Pourquoi cultiver la cameline ? Cette plante de la famille du colza n’est pas totalement nouvelle, puisqu’elle a été produite en France jusqu’au xixe siècle. L’intérêt de la cameline provient de ses graines, qui fournissent une huile de couleur dorée et d’odeur piquante. On l’utilisait dans le passé dans la fabrication des vernis où elle remplaçait parfois l’huile de lin. L’huile de cameline brûle en donnant moins de fumée que celle du colza. Elle peut être utilisée comme carburant, mélangée au gazole jusqu’à hauteur de 30 %. C’est sur ce créneau que l’on teste actuellement la plante. Les chambres d’agriculture de Normandie se sont engagées pour trois ans dans un projet d’expérimentation en partenariat avec la coopérative de Creully et Agrial, en liaison avec Saipol, filiale du groupe Avril. D’autres tests sont conduits en Bourgogne et Pays de la Loire.
Une plante sobre
La cameline réapparaît progressivement dans les champs depuis quelques années notamment grâce à l’intérêt croissant des agriculteurs bio. Contrairement au colza, la cameline a un cycle très court. Elle se récolte trois ou quatre mois seulement après le semis. La plante se contente de terrains pauvres et n’exige pas de fertilisation sauf si le sol manque de soufre. « La cameline résiste bien mieux que le colza aux fortes chaleurs et au manque d’eau, à condition toutefois que la pluviométrie soit suffisante jusqu’à sa floraison », selon l’Institut technique de l’agriculture biologique (Itab). Autre avantage : « Son système racinaire pivotant permet de structurer le sol en profondeur. La cameline est aussi une plante mellifère à une période où peu de cultures sont en fleurs », estime Guillaume Mesnildrey, chargé de mission à la Chambre d’agriculture de Normandie.
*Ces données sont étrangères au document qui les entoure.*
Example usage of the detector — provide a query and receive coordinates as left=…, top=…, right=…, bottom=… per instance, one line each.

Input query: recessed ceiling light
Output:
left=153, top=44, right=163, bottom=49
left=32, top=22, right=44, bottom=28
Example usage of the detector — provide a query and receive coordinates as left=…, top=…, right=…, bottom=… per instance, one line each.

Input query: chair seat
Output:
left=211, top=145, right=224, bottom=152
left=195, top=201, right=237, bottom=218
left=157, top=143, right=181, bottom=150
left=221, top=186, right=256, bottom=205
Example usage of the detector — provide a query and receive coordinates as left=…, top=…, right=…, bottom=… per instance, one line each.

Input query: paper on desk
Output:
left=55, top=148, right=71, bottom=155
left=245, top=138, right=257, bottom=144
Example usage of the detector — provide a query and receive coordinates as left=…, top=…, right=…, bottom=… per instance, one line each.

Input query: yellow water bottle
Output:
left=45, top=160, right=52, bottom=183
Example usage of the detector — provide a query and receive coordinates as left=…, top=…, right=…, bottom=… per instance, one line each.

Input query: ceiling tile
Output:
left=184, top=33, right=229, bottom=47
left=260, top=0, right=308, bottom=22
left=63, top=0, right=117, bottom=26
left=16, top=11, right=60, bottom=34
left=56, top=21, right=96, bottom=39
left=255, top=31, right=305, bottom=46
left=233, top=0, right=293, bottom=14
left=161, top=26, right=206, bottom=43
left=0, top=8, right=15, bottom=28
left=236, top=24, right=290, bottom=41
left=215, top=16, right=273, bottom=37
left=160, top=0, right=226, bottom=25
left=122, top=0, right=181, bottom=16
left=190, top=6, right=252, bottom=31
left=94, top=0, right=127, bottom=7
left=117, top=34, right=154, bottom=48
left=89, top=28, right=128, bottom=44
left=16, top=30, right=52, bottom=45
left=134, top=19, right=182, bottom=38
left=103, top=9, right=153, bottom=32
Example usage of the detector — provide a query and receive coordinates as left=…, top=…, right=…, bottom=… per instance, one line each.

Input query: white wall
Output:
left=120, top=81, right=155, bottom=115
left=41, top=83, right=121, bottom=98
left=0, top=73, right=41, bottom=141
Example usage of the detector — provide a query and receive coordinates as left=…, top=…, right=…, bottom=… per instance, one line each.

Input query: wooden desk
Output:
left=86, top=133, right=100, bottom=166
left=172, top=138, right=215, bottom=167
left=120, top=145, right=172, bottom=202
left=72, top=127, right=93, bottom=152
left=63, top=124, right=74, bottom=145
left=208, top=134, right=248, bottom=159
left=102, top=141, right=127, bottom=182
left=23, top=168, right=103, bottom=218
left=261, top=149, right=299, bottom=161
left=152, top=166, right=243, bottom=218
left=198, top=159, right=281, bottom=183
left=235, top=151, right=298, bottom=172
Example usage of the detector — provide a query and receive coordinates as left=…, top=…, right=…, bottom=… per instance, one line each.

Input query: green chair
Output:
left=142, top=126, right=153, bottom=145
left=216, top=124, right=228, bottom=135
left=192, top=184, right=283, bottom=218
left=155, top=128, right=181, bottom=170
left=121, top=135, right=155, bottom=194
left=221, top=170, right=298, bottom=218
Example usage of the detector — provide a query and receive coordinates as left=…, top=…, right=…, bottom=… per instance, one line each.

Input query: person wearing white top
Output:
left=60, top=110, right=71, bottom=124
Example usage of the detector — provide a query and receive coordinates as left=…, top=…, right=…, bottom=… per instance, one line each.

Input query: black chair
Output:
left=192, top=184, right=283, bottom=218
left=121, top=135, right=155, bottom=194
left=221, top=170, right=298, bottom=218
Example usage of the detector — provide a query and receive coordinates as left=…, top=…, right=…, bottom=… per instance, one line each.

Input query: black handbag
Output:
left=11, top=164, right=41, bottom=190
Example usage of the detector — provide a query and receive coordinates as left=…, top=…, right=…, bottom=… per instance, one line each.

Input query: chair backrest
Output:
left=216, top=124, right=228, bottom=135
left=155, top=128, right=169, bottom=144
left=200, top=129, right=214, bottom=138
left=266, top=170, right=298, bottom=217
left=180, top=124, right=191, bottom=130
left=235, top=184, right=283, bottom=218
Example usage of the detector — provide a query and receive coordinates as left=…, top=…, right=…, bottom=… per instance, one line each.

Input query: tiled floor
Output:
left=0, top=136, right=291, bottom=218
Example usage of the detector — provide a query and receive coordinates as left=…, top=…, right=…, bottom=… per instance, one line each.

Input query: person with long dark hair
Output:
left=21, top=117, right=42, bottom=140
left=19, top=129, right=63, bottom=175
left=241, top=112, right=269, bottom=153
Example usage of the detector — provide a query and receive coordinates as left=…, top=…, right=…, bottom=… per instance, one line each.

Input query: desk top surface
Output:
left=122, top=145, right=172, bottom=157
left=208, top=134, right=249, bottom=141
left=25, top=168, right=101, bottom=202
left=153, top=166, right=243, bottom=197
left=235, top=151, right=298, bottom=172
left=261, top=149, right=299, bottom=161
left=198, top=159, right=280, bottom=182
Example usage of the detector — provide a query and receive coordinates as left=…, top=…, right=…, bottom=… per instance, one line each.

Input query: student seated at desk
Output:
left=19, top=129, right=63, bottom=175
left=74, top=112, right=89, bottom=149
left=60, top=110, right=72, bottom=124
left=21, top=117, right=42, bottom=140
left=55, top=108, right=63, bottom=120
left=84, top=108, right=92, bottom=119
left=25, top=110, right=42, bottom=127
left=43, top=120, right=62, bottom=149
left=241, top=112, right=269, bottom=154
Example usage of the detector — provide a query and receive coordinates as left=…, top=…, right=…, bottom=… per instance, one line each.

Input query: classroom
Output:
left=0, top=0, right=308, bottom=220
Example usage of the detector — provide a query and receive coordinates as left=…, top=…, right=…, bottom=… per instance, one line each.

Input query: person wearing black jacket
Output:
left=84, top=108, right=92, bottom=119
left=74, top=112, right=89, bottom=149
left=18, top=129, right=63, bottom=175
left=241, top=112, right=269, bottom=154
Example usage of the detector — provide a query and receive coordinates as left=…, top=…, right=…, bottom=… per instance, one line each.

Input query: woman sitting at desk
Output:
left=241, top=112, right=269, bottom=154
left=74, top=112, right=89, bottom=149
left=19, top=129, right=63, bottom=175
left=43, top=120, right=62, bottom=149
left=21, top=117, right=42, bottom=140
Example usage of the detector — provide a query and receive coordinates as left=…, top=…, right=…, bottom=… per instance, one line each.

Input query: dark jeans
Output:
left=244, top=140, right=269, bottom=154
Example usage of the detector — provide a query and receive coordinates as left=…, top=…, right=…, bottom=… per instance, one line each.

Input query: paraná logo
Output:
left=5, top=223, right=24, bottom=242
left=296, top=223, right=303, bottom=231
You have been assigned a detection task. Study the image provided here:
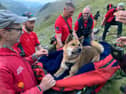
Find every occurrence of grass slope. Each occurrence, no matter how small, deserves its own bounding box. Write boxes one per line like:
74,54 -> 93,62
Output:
35,0 -> 126,94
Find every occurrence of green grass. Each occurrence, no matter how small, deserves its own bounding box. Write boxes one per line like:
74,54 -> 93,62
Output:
35,0 -> 126,94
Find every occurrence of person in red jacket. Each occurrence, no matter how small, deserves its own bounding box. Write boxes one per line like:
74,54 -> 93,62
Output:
55,2 -> 75,49
73,7 -> 94,46
18,12 -> 47,57
101,3 -> 124,41
0,10 -> 56,94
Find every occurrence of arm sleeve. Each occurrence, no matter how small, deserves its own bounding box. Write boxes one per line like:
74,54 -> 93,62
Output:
34,32 -> 40,46
74,21 -> 79,31
0,68 -> 43,94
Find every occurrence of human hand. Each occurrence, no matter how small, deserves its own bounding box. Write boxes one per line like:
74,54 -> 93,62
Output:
114,11 -> 126,24
116,36 -> 126,47
39,74 -> 56,91
35,48 -> 48,57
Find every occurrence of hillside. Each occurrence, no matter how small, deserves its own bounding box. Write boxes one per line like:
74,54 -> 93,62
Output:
35,0 -> 126,94
35,0 -> 125,46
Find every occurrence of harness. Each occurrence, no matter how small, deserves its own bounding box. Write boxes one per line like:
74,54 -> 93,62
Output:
77,17 -> 93,37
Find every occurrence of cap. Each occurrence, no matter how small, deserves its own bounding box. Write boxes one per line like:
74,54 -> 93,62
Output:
117,2 -> 125,7
22,12 -> 37,21
0,10 -> 28,29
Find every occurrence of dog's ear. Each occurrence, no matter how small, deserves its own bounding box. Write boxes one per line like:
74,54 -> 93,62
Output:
65,34 -> 73,44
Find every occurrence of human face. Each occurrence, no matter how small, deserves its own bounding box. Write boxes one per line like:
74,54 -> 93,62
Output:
117,6 -> 124,10
82,9 -> 90,20
5,24 -> 22,44
25,21 -> 35,32
64,7 -> 75,18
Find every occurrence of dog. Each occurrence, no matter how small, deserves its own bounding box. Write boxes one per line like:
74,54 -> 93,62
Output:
54,36 -> 104,77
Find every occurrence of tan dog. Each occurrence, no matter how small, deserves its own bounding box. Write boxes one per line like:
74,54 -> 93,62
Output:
54,40 -> 104,77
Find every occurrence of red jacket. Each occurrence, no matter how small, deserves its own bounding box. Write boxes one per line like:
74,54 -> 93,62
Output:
105,8 -> 117,23
0,48 -> 42,94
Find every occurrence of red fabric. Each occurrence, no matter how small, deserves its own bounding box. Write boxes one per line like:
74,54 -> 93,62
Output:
54,55 -> 120,91
77,12 -> 94,19
0,48 -> 42,94
105,8 -> 117,23
32,62 -> 45,81
74,20 -> 94,31
55,15 -> 72,42
20,30 -> 40,57
54,67 -> 119,91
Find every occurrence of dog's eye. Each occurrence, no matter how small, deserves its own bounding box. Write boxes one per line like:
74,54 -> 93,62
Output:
72,43 -> 75,46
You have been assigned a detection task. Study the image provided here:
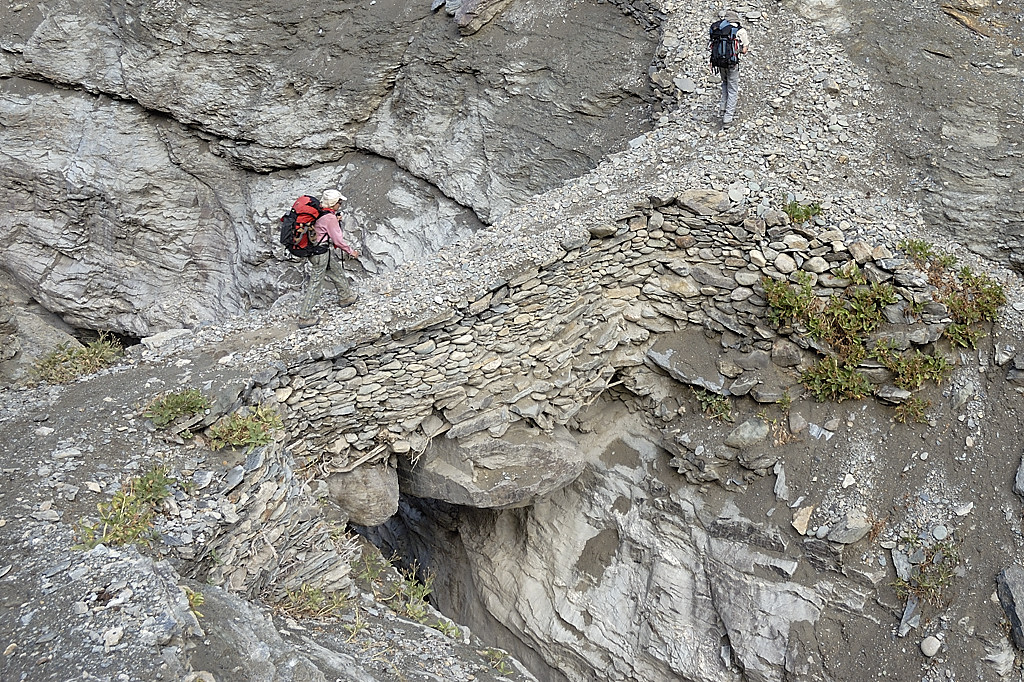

Les essais réalisés dans la plaine de Caen sont conduits dans un objectif « zéro phyto ». Sa production est testée en interculture sur trois campagnes successives, de 2020 à 2022. Son cycle ultracourt doit permettre de la récolter avant mi-octobre. « Bien que plante à cycle court, son développement en vue d’une récolte au plus tard mi-octobre implique un semis précoce, ce qui restreint la zone éligible d’un point de vue climatique au sud de la plaine de Caen. Malgré ces avantages, la possibilité d’intégrer la cameline dans les assolements reste bel et bien à démontrer. Les conclusions seront tirées de ces trois années d’expérience », ajoute-t-il prudemment.
Un cycle de quatre mois
La cameline peut aussi s’envisager comme une culture à part entière, semée entre la mi-avril et la mi-juin, à faible densité. Elle permet de remplacer les cultures d’hiver dont le semis a échoué ou de servir de couvert végétal semé en fin de printemps. La plante peut aussi être associée à une autre culture de printemps telle que la lentille, à laquelle elle sert alors de tuteur. Sa graine minuscule doit être semée très superficiellement et placée en contact étroit avec la terre, ce qui nécessite parfois un roulage après semis. L’objectif est d’obtenir une centaine de plantes levées par mètre carré. Sur le plan agronomique, la cameline affiche une remarquable sobriété et s’avère peu sensible aux parasites et ravageurs. Elle a en outre un effet nettoyant, limitant les levées d’adventices qui germent au printemps (chardons, laiterons…). En contrepartie, le rendement reste modeste : 10 à 20 quintaux en culture associée dans les systèmes bio, voire un peu plus si cultivée seule.